A new report by the National Defense Committee reaffirms the imperative to permanently repeal this discriminatory regulation. Built on dubious policy foundations and applied only to career colleges, the rule is a flawed indicator of programmatic performance. It punishes schools that serve veteran, low-income, and non-traditional students.

Developed under the Obama administration and augmented by the Biden Department of Education, the 90/10 Rule was pitched to the public as a mechanism to hold colleges more accountable for student outcomes. In truth, it was never about protecting students; it was designed as a hammer to drive career-education schools into the ground and reinforce the higher ed status quo.

Policymakers applied the rule only to proprietary institutions, omitting public, private, and state-run schools—which are often the worst offenders. One study found that 80 percent of public two-year colleges and 40 percent of public four-year colleges would run afoul of the 90/10 Rule, if it were applied uniformly across all types of post-secondary institutions. But, it applies only to career-education institutions, which enroll fewer than 10 percent of U.S. students.

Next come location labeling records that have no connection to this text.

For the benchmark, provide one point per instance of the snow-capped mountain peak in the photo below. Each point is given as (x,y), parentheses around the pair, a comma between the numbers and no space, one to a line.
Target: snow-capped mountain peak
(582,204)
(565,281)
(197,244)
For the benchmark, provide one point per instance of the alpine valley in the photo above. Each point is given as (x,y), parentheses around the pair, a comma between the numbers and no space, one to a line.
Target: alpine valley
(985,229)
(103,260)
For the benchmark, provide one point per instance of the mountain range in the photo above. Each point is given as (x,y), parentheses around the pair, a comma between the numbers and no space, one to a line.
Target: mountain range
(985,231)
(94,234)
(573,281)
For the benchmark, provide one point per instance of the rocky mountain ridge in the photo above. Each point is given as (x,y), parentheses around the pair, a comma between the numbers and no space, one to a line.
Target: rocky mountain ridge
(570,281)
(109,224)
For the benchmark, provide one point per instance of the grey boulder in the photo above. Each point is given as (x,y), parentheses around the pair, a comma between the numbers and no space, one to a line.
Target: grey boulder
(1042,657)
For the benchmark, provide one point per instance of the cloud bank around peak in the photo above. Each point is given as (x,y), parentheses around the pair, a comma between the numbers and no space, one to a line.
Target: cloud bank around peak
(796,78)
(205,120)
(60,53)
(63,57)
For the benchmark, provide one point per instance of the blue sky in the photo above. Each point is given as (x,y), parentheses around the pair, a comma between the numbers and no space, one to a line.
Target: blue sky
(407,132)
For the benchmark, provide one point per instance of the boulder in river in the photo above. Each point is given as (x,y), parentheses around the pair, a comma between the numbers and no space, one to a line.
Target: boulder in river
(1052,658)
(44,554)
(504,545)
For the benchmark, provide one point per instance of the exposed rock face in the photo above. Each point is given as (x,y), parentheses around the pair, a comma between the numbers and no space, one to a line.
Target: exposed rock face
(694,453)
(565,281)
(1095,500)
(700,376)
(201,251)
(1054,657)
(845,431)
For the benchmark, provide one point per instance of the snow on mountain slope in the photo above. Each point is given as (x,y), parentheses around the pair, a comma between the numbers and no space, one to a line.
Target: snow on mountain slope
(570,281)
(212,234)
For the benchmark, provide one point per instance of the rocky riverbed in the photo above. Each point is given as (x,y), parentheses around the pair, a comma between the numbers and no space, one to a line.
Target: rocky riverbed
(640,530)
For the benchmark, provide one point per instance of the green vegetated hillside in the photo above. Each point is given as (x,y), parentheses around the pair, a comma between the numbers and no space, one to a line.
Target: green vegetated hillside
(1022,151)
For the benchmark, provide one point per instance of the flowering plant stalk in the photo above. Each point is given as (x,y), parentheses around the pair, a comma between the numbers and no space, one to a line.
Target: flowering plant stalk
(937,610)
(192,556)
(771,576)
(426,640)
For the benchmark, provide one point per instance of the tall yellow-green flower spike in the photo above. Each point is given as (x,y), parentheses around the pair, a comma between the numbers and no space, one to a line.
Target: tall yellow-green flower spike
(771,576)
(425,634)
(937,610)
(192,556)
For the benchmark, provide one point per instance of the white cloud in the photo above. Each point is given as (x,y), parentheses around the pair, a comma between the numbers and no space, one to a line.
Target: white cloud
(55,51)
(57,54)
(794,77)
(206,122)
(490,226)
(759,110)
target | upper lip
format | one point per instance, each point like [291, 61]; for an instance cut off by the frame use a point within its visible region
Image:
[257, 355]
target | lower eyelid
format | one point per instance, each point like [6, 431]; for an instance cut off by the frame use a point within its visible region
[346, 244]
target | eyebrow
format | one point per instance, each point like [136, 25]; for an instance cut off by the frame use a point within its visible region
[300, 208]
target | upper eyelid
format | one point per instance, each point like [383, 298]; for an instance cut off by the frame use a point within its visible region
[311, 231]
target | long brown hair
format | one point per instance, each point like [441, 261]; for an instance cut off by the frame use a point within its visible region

The rule also requires that military members’ and veterans’ GI Bill benefits be counted as federal aid, rather than as earned compensation for their service. As a result, schools can’t count GI Bill benefits towards the 10 percent of revenue that must come from non-federal aid sources. This condition prevents many veterans from using their benefit packages at schools of their choosing.

The rule’s constraints are tantamount to the government telling a military retiree: “Here’s your monthly retirement pension check. By the way, you cannot use this money to buy groceries at Kroger—you can only use it at the military commissary.”  That’s unfair and just plain wrong.

The 90/10 Rule was always discriminatory. Now, it is also obsolete.

The One Big Beautiful Bill Act, which Congress passed and President Trump signed into law last year, created new outcome-based performance metrics to hold schools accountable for preparing students. Unlike the previous patchwork rulebook, the law’s guardrails apply to all institutions, not just some, providing confidence that a degree is worth the sheepskin it’s printed on.

With the new accountability measures in place—which include an “earnings premium” test that applies to all colleges and universities—the 90/10 Rule is now irrelevant. All schools must prove their programs’ worth, whether they are public, private, or proprietary. There is no need for an additional subset for career-education schools.

This author—who represented military and veteran students on two negotiated rulemaking committees (the groups tasked with developing education regulations)—applauds Senator Banks for his leadership to restore value and dignity to veterans’ earned benefits. It’s why the National Defense Committee led a coalition of military and veterans service organizations calling on members of Congress to support the bill.

Senator Banks’ legislation will finally level the playing field and restore control to students and their families. I hope and expect that the Senate Health, Education, Labor & Pensions (HELP) Committee, on which Senator Banks serves, will quickly advance this bill and that Congress will move it to President Trump’s desk to be signed into law.

Bob Carey is executive director of National Defense Committee, a retired U.S. Navy captain, former national security adviser to two U.S. senators, and a former Senior Executive Service employee of both the departments of Defense and Energy.